A Star is Born (Directed by Bradley Cooper)
A Star is Born got a lot of early buzz, but that buzz has faded. For award show purposes, A Star is Born is Bradley Cooper’s character. The other nominees are Lady Gaga’s character. I just don’t see this movie turning things around, and it’s telling that Cooper wasn’t nominated for Best Director. A Star is Born was well received by critics and audiences, but not by award show voters. Conclusion: A Star is Born is a pretender.
Vice (Directed by Adam McKay)
Critics didn’t like Vice, and neither did audiences. That said, the movie is getting some love for Christian Bale’s transformation into Dick Cheney. However, every year there’s a movie nominated for Best Picture on the strength of the lead actor’s performance and not much else. A good example of this phenomenon is Phantom Thread (2017), from last year’s show. Daniel Day-Lewis was great in it, but the movie was kind of dumb. Vice is this year’s Phantom Thread. Conclusion: Vice is a pretender.
Conclusion & Prediction
There you have it. If this were back when only five movies could be nominated for Best Picture, you would have Black Panther, Blackkklansman, the Favourite, Roma, and probably A Star is Born. I think it’s going to come down to Roma or Black Panther.

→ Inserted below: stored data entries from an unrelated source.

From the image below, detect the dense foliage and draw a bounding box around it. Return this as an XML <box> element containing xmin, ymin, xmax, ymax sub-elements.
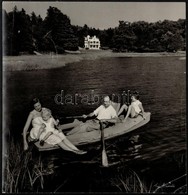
<box><xmin>3</xmin><ymin>6</ymin><xmax>185</xmax><ymax>55</ymax></box>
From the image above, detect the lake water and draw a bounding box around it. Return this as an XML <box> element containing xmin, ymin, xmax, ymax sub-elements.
<box><xmin>5</xmin><ymin>55</ymin><xmax>186</xmax><ymax>192</ymax></box>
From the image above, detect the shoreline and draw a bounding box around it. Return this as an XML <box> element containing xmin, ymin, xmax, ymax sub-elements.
<box><xmin>3</xmin><ymin>50</ymin><xmax>186</xmax><ymax>71</ymax></box>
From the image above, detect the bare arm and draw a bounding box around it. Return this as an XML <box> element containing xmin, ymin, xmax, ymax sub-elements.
<box><xmin>22</xmin><ymin>113</ymin><xmax>33</xmax><ymax>150</ymax></box>
<box><xmin>37</xmin><ymin>124</ymin><xmax>46</xmax><ymax>139</ymax></box>
<box><xmin>82</xmin><ymin>112</ymin><xmax>95</xmax><ymax>119</ymax></box>
<box><xmin>138</xmin><ymin>104</ymin><xmax>146</xmax><ymax>119</ymax></box>
<box><xmin>51</xmin><ymin>117</ymin><xmax>59</xmax><ymax>127</ymax></box>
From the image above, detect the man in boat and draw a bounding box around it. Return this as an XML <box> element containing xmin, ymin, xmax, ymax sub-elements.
<box><xmin>66</xmin><ymin>96</ymin><xmax>118</xmax><ymax>135</ymax></box>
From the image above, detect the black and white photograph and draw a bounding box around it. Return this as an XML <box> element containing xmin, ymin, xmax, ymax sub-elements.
<box><xmin>2</xmin><ymin>1</ymin><xmax>186</xmax><ymax>193</ymax></box>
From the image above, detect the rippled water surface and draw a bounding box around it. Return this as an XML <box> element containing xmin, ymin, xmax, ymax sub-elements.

So, what is Hollywood more nervous about? The Oscars losing value because of too many fish “love” movies winning, or not giving foreign language films enough support over the years? All the gold in Fort Knox couldn’t rectify decades of awards for Hollywood movies over superior foreign films, especially during the 1940’s, 1950’s, and 1960’s when the some of the greatest masterpieces of world cinema were coming out of France, Italy, Japan, and Sweden. I don’t think this is a big concern for the folks in Hollywood. Remember, with the exception of a dozen or so British movies and The Artist (2011), the Best Picture Oscar is best understood as the award for best American film as viewed with a short term evaluation.
Therefore, I predict that Black Panther will win Best Picture. Wakanda Forever!